The boron atom in bortezomib binds the catalytic site of the 26S proteasome with high affinity and specificity. In normal cells, the proteasome regulates protein expression and function by degradation of ubiquitylated proteins, and also cleanses the cell of abnormal or misfolded proteins. Clinical and preclinical data support a role in maintaining the immortal phenotype of myeloma cells, and cell-culture and xenograft data support a similar function in solid tumor cancers. While multiple mechanisms are likely to be involved, proteasome inhibition may prevent degradation of pro-apoptotic factors, thereby triggering programmed cell death in neoplastic cells. Recently, it was found that bortezomib caused a rapid and dramatic change in the levels of intracellular peptides that are produced by the proteasome. Some intracellular peptides have been shown to be biologically active, and so the effect of bortezomib on the levels of intracellular peptides may contribute to the biological and/or side effects of the drug.
Pharmacokinetics and pharmacodynamics
After subcutaneous administration, peak plasma levels are ~25-50 nM and this peak is sustained for 1-2 hrs. After intravenous injection, peak plasma levels are ~500 nM but only for ~5 minutes, after which the levels rapidly drop as the drug distributes to tissues (volume of distribution is ~500 L). Both routes provide equal drug exposures and generally comparable therapeutic efficacy. Elimination half life is 9–15 hours and the drug is primarily cleared by hepatic metabolism.
Pharmacodynamics are measured by measuring proteasome inhibition in peripheral blood mononuclear cells. The much greater sensitivity of myeloma cell lines and mantle cell lines to proteasome inhibition compared with normal peripheral blood mononuclear cells and most other cancer cell lines is poorly understood.
In the UK, NICE initially recommended against Velcade in October 2006 due to its cost of about £18,000 per patient, and because studies reviewed by NICE reported that it could only extend the life expectancy by an average of six months over standard treatment. However, the company later proposed a performance-linked cost reduction for multiple myeloma, and this was accepted.
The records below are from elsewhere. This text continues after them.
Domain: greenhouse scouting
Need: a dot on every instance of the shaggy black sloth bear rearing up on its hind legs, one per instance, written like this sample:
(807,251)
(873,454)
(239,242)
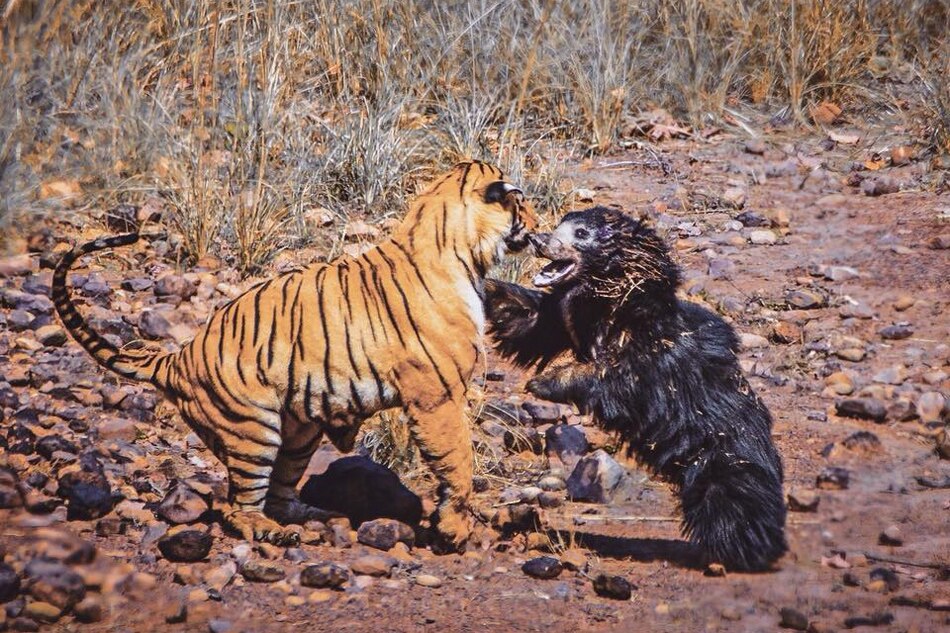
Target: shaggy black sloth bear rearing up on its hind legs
(660,372)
Bortezomib is associated with peripheral neuropathy in 30% of patients; occasionally, it can be painful. This can be worse in patients with pre-existing neuropathy. In addition, myelosuppression causing neutropenia and thrombocytopenia can also occur and be dose-limiting. However, these side effects are usually mild relative to bone marrow transplantation and other treatment options for patients with advanced disease. Bortezomib is associated with a high rate of shingles, although prophylactic acyclovir can reduce the risk of this. Acute interstitial nephritis has also been reported.
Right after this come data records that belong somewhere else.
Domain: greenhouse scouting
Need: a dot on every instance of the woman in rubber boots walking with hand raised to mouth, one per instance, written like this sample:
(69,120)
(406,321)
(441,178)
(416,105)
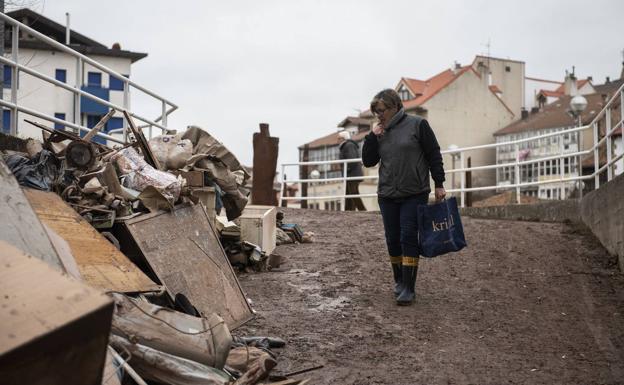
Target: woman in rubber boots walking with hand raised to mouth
(408,151)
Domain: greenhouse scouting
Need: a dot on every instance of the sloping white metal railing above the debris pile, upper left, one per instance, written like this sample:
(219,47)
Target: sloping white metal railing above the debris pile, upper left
(167,107)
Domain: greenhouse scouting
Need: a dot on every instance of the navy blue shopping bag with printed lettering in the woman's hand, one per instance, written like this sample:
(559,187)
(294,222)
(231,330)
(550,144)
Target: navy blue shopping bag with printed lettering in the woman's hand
(439,228)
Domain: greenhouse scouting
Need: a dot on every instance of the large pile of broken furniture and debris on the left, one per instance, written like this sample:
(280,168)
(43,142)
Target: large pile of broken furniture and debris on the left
(131,255)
Two open-label, phase II trials (SUMMIT and CREST) established the efficacy of bortezomib 1.3 mg/m2 (with or without dexamethasone) administered by intravenous bolus on days 1,4,8, and 11 of a 21-day cycle for a maximum of eight cycles in heavily pretreated patients with relapsed/refractory multiple myeloma. The phase III APEX trial demonstrated the superiority of bortezomib 1.3 mg/m2 over a high-dose dexamethasone regimen (e.g. median TTP 6.2 vs 3.5 months, and 1-year survival 80% vs 66%).
Bortezomib has been trialled for systemic lupus erythematosus (SLE) and appeared to reduce disease activity and plasma cell numbers, however 7 of 12 patients dropped out due to side effects, some of which were severe. Bortezomib has been studied for the treatment of antibody-mediated rejection of transplanted kidneys. One study found that the use of high-dose intravenous immunoglobulins in combination with a bortezomib-based treatment regimen seems to be useful, especially when compared to a historical group of patients treated with low-dose intravenous immunoglobulins, plasmapheresis, and rituximab.